11月26日、ドバイの政府系企業が多額の債務の返済延期を要請したことを受けて、リーマンショックの記憶がまだ生々しい金融市場に大きな不安が広がりました。その不安は、ドバイへの貸出金が多い欧州金融機関への懸念につながり、為替市場の投機筋は、一斉にユーロにも売りを仕掛けました。その結果、一時、ユーロもドルも売り込まれ、安全通貨である円の独歩高の展開となりました。
足元の為替市場では、“ドバイショック”が小康状態を保っていることもあり、為替市場はだいぶ落ち着きを取り戻し、ドル安・円急上昇の動きはやや後退しています。ドル安・円高の一服感の背景には、円急上昇の反動や、年末にかけての金融市場の機能低下の懸念があります。通常、年末や年度末が近づくと、大手銀行が決算の手続きで勘定を閉めるため、ドル資金の貸し手が減少する傾向があります。

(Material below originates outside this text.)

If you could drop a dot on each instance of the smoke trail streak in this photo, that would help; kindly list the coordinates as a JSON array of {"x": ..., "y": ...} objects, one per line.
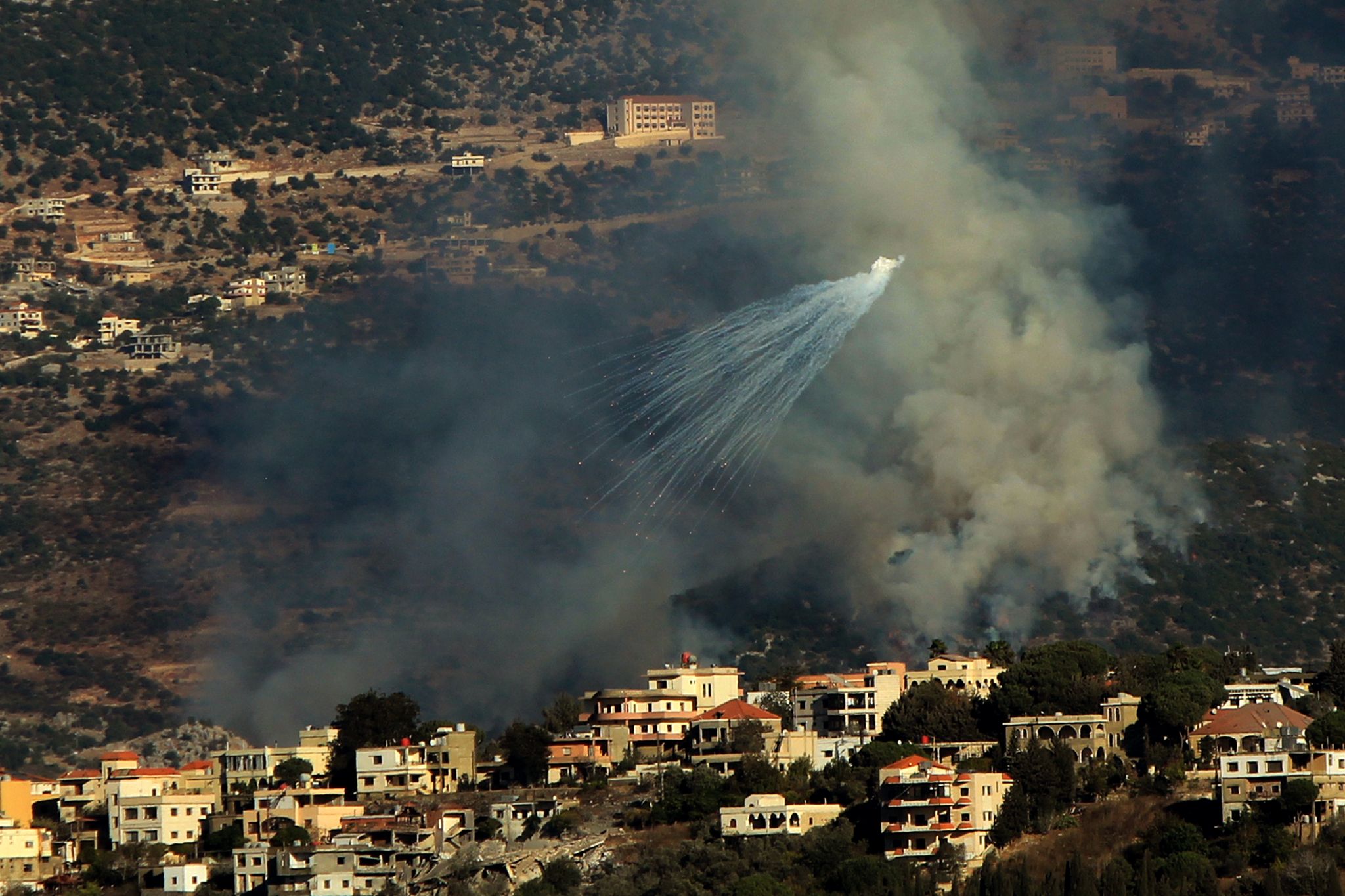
[{"x": 697, "y": 412}]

ドルを貸す人が減ってしまうと、大手金融機関などは自前でドル資金を調達せざるを得ません。そうなると、手持ちの自国通貨を売って、ドルを買う動きが鮮明化するケースが増えます。その結果、為替市場でドル需要が拡大し、短期的には、為替市場でドル買いが優勢になるのです。今年も、既にそうした傾向が目立っています。そうした状況を反映して、年末近くまではドルの買いが入り易く、円高・ドル安傾向が一服するとの見方が有力です。
しかし、これでドル安・円高の動きが終わったと見るのは尚早でしょう。米国経済は、依然、バブルの後始末に苦しんでおり、短期間に景気が大きく盛り上ることは考え難い状況です。景気の本格回復が遅れると、中期的なドルの上昇余地は限られます。今後、ドルがトレンドとして急激に上昇する可能性は低いと見られます。
その一方、新興国の経済発展のスピードは加速しており、新興国の通貨は、基本的に対ドルで強含みの傾向を示しています。大きな人口を抱える新興国の経済が拡大すると、当然、エネルギー資源や、小麦などの穀物に対する需要は増加するはずです。今後、資源国の輸出はさらに増加し、景気が改善することが予想されます。そのため、資源国通貨も強含んでいます。こうした基本的なトレンドは、直ぐに変化することはないでしょう。